Shein, the fast fashion ecommerce platform that has taken shopping by storm and already operating a resale marketplace for US consumers may become a fully fledged marketplace in 2023.
According to a memo seen by the WSJ, Shein said “The marketplace platform makes available a range of additional merchandise and shipping options, and we expect it to result in increased customer engagement and satisfaction”
There are a number of advantages for the company who operate by adding some 6k items a day to their site in small quantities (1 to 200 items per line) and then re-ordering in quantity those which prove popular, but perhaps the biggest is the ability to diversify from Fast Fashion which is fast becoming less popular as consumers consider the environmental impact of their purchasing habits, coupled with constrained spending from the current economic situation.
With close to 45 million online customers, Shein would be default become one of the world’s biggest marketplaces facing stiff competition from Amazon, eBay and Alibaba but would open revenue streams it could tap into without the heavy investment of constantly producing new product lines.
Diversification into home appliances, pet products and cosmetics are already underway, but a marketplace would instantly boost this horizontal expansion as third party retailers fill the platform with product at zero stock investment cost to Shein under the marketplace model coupled with potentially higher commission fees rolling in than profits on 1st party manufacture.

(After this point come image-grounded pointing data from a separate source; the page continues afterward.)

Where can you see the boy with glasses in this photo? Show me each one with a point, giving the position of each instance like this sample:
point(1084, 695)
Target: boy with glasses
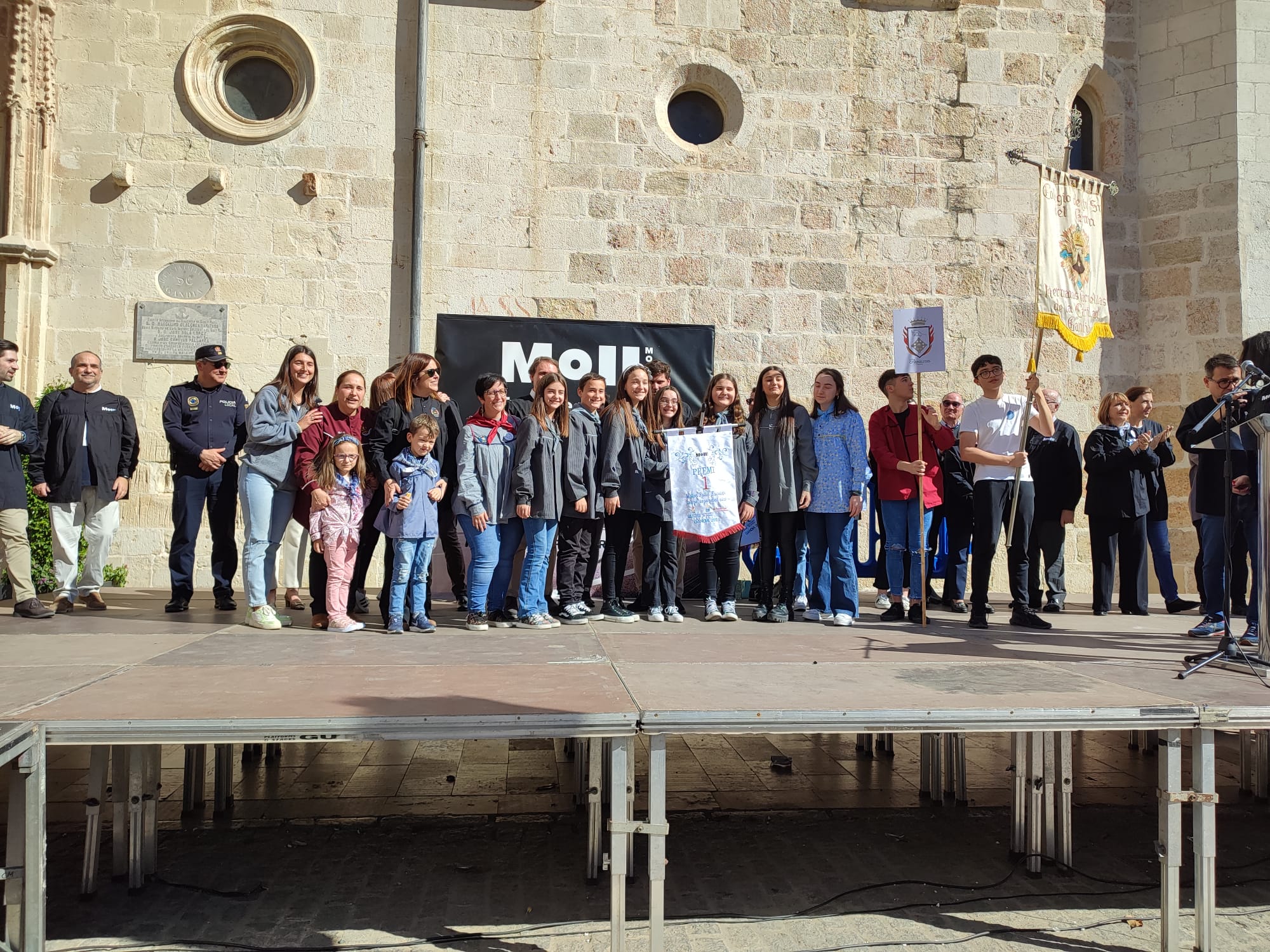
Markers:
point(1222, 375)
point(991, 431)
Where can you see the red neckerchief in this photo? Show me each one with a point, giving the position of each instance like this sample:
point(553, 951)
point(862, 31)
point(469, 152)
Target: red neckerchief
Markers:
point(502, 423)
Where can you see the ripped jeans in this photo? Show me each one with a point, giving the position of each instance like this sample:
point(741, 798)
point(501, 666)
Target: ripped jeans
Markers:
point(907, 527)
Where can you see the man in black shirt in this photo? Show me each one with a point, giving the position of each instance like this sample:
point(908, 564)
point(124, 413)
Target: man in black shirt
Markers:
point(1222, 375)
point(205, 421)
point(1059, 479)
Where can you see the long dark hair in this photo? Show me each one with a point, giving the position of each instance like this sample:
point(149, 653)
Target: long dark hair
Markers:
point(412, 367)
point(1258, 350)
point(841, 404)
point(785, 416)
point(539, 408)
point(623, 403)
point(737, 412)
point(286, 387)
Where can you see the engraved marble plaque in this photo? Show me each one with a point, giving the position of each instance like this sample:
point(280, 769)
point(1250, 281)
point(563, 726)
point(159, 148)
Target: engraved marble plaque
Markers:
point(171, 331)
point(185, 281)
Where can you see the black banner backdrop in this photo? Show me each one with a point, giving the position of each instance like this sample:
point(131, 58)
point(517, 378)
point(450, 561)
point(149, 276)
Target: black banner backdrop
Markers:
point(471, 346)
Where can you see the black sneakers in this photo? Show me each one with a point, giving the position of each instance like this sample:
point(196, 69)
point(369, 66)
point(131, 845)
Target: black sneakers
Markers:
point(1028, 619)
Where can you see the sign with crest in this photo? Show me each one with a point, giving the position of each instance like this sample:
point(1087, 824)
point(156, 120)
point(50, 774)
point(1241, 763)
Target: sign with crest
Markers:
point(919, 340)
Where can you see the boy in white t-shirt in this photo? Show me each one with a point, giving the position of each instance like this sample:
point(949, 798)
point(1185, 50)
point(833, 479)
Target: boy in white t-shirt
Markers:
point(991, 431)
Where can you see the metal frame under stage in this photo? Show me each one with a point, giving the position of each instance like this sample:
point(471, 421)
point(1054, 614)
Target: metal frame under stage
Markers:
point(22, 751)
point(1045, 756)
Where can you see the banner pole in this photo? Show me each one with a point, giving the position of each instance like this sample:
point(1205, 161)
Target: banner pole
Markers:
point(921, 493)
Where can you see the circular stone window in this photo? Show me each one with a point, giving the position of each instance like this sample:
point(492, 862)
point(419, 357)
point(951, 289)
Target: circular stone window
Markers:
point(250, 78)
point(695, 117)
point(258, 89)
point(700, 107)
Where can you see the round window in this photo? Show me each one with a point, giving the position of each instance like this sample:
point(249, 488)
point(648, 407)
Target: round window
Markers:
point(258, 89)
point(695, 117)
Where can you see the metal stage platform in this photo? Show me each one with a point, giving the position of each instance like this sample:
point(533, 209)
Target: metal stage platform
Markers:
point(133, 678)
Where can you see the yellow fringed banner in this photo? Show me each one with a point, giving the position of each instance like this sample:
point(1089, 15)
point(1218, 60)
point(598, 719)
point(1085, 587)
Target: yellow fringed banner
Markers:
point(1071, 272)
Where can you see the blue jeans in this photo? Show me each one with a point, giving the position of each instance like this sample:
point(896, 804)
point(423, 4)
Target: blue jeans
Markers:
point(831, 540)
point(530, 597)
point(907, 527)
point(266, 512)
point(1212, 532)
point(1163, 558)
point(412, 559)
point(491, 569)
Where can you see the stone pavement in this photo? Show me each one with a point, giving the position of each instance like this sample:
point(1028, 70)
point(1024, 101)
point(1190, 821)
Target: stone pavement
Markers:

Already operating in 150 countries, Shein would be a worldwide marketplace and so should be of interest to brands and retailers who have already invested in the third party platform operations as it would be a natural extension of their ecommerce activity. The only reason a business might hold back is to wait for robust integrations with third party management tools to ensure their business operations are streamlined without massive investment to manage a single new marketplace.